城下町の軍港に、無数の軍船が集結している。その軍船に乗る兵士たちの目は、王の苦悩を間近で見てきたからこそ、燃え盛る闘志に満ちていた。


「陛下!我らが城の対岸に築城した魔王に、目に物を見せてやりましょう!」

「うむ!」


兵士たちの前に立つ王の手には、伝説の聖剣が握られていた。それは、王が長年、国民の平和のために、質素な生活と国政に尽力してきた証だった。


王は剣を天に掲げ、兵士たちを鼓舞する。


「聞け!我が国に集いし兵どもよ!時は来た!我らはこの瞬間のために、鍛錬を続け、質素に徹し続けてきたのだ!今こそ、魔王にその怒りをぶつけるのだ!すべては祖国の為に!」


軍船に集いし兵士、その数は二万を超えていた。


「ファイエル!」


王の掛け声とともに、魔法兵団から放たれた無数の魔法が魔物たちを飲み込み、魔王の城に甚大な被害を与えていく。


「魔王よ、出てくるがいい!決戦の時ぞ!」


「こしゃくな人間どもが!我が城に傷をつけおって!許さんぞ!」


魔王が姿を現す。


「お前が魔王か!我らはこの時のため、さんざん辛酸を嘗め続けてきたのだ!貴様を倒し、我が国の平和を取り戻す!」


王は魔王に切りかかった。
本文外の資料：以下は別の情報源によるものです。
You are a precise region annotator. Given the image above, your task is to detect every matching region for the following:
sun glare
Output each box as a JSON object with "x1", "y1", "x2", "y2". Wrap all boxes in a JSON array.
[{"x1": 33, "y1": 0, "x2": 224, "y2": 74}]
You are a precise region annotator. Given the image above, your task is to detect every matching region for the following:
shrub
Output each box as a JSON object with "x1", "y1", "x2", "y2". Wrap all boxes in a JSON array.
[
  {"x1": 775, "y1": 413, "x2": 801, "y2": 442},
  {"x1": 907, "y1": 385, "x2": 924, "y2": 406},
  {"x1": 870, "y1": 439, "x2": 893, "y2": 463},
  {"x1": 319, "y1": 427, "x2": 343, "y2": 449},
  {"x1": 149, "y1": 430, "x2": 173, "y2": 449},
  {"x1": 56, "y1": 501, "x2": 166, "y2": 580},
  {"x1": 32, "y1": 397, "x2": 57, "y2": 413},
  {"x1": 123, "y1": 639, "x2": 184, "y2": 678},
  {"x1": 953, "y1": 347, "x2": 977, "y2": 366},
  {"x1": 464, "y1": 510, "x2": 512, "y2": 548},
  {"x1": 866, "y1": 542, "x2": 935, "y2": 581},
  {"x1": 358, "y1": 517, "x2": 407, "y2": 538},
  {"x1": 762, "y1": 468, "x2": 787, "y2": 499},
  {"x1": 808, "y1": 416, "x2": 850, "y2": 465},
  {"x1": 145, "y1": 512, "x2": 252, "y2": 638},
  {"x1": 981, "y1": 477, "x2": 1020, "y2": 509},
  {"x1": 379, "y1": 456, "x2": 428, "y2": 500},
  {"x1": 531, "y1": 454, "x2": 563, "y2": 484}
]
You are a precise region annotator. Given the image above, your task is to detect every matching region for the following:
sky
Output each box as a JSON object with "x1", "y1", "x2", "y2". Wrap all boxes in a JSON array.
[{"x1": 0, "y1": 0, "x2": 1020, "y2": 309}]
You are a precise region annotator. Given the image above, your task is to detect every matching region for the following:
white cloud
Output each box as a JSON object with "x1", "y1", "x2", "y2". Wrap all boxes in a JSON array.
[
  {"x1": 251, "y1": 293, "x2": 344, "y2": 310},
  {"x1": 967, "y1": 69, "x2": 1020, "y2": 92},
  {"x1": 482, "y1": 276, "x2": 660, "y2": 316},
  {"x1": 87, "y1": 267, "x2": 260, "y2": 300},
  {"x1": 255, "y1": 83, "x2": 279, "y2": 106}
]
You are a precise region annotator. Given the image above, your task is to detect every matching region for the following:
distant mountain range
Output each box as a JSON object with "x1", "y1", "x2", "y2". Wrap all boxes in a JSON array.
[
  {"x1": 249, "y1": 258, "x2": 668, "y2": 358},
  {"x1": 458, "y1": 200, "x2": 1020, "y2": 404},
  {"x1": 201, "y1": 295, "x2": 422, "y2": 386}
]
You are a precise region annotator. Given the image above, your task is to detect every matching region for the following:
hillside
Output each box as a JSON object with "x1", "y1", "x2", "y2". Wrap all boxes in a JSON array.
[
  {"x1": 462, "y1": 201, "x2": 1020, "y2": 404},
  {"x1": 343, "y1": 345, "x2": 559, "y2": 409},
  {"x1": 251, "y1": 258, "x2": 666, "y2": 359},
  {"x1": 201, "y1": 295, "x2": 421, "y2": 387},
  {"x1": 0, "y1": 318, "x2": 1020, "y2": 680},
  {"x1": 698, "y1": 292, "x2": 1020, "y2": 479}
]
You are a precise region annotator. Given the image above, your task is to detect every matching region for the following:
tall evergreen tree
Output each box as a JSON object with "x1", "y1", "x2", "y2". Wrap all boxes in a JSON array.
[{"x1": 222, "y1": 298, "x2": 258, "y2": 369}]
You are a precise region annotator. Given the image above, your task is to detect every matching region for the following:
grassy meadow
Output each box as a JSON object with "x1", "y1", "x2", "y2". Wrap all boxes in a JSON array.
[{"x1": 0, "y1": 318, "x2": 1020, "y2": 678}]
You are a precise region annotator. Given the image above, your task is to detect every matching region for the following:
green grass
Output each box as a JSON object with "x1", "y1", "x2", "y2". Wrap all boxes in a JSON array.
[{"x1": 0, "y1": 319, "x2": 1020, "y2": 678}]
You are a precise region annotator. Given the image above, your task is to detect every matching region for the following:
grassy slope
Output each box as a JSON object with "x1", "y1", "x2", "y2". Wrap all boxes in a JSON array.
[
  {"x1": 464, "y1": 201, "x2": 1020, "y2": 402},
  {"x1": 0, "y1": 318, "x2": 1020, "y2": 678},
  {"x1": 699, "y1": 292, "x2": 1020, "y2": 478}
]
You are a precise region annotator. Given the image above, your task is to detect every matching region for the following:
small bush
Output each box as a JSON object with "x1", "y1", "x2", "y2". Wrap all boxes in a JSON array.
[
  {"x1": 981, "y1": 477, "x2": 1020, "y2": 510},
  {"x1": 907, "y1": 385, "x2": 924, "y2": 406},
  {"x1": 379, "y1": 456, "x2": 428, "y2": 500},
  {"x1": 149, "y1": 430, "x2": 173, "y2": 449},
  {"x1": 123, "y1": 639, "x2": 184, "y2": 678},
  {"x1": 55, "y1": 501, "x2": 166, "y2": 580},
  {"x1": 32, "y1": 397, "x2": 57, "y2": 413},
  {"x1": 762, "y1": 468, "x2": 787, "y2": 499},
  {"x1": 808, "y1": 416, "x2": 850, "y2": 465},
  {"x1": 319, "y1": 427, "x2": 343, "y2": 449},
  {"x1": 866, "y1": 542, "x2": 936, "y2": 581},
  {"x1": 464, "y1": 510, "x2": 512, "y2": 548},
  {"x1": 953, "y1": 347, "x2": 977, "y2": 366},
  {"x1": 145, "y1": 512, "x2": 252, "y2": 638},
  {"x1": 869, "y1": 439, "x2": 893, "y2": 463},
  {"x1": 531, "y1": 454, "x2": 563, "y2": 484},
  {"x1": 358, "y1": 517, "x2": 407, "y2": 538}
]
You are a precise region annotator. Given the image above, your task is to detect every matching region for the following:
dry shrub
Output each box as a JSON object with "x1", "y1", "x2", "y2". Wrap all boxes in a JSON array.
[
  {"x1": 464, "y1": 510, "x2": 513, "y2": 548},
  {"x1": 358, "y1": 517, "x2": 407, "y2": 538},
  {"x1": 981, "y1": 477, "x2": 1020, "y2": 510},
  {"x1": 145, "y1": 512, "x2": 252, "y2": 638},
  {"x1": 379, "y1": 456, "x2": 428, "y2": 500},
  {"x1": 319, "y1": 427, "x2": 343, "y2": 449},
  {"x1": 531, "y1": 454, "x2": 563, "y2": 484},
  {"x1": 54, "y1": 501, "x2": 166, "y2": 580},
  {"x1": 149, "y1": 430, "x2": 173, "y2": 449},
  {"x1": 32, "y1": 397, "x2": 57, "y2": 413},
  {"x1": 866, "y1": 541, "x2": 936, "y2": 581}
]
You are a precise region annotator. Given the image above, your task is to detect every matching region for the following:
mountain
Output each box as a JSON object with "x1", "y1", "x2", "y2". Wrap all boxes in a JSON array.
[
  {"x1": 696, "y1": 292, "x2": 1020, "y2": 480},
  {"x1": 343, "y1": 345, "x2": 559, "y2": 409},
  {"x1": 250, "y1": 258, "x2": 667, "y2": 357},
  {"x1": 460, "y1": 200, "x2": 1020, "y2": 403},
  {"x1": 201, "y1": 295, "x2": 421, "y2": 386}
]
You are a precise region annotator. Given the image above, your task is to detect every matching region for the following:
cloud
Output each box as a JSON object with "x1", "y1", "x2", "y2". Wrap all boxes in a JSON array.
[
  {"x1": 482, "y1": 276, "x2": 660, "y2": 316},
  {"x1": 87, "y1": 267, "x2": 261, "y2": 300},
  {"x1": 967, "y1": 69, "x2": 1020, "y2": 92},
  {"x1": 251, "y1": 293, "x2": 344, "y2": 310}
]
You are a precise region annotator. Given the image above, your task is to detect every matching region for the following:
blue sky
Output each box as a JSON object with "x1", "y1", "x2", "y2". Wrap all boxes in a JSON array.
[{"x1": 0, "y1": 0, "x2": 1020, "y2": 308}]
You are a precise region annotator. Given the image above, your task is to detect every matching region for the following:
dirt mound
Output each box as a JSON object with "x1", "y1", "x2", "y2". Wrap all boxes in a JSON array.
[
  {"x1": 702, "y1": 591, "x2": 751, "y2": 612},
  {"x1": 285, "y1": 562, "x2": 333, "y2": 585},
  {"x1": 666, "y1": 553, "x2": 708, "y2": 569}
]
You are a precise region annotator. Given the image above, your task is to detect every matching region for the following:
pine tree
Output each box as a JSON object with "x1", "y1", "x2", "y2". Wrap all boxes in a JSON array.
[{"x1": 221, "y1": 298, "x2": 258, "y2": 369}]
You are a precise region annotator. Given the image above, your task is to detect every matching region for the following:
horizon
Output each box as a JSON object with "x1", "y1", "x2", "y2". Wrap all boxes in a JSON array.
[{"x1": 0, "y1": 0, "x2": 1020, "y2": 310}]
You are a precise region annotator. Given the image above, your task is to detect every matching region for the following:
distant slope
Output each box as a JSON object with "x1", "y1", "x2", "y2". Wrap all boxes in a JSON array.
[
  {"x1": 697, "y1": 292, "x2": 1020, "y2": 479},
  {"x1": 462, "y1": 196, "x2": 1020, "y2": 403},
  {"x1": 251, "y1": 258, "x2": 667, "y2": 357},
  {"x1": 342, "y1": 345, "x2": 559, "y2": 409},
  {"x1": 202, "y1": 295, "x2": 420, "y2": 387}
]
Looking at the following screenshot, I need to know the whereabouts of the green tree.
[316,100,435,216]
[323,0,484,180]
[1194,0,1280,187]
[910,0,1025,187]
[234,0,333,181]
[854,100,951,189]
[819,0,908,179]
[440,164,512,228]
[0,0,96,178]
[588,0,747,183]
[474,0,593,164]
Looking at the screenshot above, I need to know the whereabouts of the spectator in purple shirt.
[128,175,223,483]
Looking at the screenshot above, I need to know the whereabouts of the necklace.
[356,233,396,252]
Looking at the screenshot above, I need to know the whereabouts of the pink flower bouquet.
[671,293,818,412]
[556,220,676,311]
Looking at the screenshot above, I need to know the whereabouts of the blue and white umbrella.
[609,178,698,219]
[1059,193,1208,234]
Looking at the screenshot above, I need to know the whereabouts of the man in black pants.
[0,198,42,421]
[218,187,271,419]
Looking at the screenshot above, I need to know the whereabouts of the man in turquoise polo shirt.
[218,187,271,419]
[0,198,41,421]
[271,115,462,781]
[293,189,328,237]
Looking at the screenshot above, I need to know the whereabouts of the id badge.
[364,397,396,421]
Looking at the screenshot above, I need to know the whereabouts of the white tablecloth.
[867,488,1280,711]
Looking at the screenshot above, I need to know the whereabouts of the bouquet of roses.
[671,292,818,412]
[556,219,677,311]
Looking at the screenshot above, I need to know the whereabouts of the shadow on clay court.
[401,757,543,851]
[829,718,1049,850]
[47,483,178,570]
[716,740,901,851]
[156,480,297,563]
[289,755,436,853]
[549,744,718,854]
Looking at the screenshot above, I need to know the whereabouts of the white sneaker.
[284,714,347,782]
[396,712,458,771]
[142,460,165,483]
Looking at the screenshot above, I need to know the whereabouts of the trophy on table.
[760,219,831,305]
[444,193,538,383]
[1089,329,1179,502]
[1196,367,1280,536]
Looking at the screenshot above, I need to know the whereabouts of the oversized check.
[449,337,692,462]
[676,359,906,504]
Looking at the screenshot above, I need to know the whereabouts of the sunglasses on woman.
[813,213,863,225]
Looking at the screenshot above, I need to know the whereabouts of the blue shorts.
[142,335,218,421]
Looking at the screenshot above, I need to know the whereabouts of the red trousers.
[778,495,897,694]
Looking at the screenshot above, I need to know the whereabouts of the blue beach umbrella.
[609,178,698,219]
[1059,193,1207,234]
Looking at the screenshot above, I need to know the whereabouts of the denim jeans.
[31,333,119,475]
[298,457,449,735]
その手に握る聖剣にすべてを託して。


そして…


「晩飯の恨みスラッシュ!」


魔王への個人的な恨みは、国民の平和を守るという強い意志に変わっていた。


「ぐは!ここまでとは!」


「まだじゃ!ここで終わらせてやる!」


怒りが頂点に達した王の聖剣が、魔王に迫る。だが、その時、聖剣が折れた。


「なんだと?!」

「馬鹿め!聖剣がお前の力に耐えきれなかったようだな!武器無しでこの私に勝てるかな?!」


王は折れた聖剣を捨てた。


「本当の聖剣はここにある!くらえ!国民の血税パンチ!」


国民の血税で築かれた国の力と、王の強い思いが、魔王を打ち砕いた。


「ぐあぁ!」


魔王は散った。魔王の軍団は王を失い、逃げ始めた。